Brexit e dazi Usa, il consorzio del Prosecco doc: c'è l'ok allo stoccaggio

La decisione di conservare la merce stoccata o di renderla disponibile per far fronte ad un incremento produttivo, comunque sempre alla luce di considerazioni sull'andamento dei prezzi, dovrà essere presa entro il 31 dicembre

L'assemblea dei soci del Consorzio di Tutela del Prosecco Doc ha dato mandato al presidente, Stefano Zanette, con voto pressochè unanime, di chiedere alle Regioni Veneto e Friuli Venezia Giulia  "l'attivazione del provvedimento di stoccaggio, fino al 31 dicembre 2020" di produzioni idonee alla rivendicazione della Doc provenienti dalla vendemmia 2019 che eccedano i 150 quintali per ettaro (o i 90 per vigneti al secono ciclo vegetativo).

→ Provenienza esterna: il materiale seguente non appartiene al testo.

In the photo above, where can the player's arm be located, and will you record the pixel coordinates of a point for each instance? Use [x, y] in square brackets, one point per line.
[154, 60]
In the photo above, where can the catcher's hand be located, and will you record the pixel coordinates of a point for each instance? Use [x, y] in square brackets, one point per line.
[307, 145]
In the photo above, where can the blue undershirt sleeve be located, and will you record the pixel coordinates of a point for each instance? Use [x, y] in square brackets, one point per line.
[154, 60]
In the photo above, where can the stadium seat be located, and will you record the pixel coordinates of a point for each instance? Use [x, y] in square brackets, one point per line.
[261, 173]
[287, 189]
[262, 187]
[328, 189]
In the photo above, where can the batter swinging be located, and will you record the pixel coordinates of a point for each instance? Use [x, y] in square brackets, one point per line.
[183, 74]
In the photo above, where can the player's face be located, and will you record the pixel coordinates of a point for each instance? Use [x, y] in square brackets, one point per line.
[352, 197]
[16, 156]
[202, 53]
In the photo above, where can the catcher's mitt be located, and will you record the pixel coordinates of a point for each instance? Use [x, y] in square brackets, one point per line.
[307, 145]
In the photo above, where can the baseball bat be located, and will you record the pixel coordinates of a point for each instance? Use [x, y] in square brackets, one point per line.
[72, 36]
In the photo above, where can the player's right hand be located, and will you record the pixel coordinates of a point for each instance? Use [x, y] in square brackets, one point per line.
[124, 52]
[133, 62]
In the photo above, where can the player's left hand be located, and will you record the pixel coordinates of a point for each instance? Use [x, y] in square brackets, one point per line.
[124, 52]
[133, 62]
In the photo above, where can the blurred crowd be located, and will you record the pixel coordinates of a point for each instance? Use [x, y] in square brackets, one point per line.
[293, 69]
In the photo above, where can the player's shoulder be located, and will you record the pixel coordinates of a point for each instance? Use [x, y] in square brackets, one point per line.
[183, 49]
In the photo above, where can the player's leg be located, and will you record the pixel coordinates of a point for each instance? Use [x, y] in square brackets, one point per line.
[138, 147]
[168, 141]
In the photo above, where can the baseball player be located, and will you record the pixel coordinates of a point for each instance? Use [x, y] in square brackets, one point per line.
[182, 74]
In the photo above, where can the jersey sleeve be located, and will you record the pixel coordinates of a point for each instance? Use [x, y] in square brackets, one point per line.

Si tratta, cioè, della decisione di mettere da parte il 16% della normale produzione di 180 quintali per ettaro al fine di affrontare una eventuale perdita dettata da ragioni politico economiche (caso Brexit o dazi USA, che costituiscono i due principali mercati della Doc). Nel frattempo i dati a disposizione del Consorzio vanno nella direzione ipotizzata dagli studi, e se il Regno Unito conferma la sua posizione di leader di mercato quanto a volumi, è invece degli Stati Uniti il primato in termini di valore. La decisione di conservare la merce stoccata o di renderla disponibile per far fronte ad un incremento produttivo, comunque sempre alla luce di considerazioni sull'andamento dei prezzi, dovrà essere presa entro il 31 dicembre. «Sono molto soddisfatto -ha detto Zanette- perché le ragioni alla base della scelta sono state comprese da tutti». Il Consorzio sta inoltre lavorando ad una prossima proposta secondo la quale non si potrà immettere sul mercato la produzione della vendemmia prima del 1 gennaio successivo.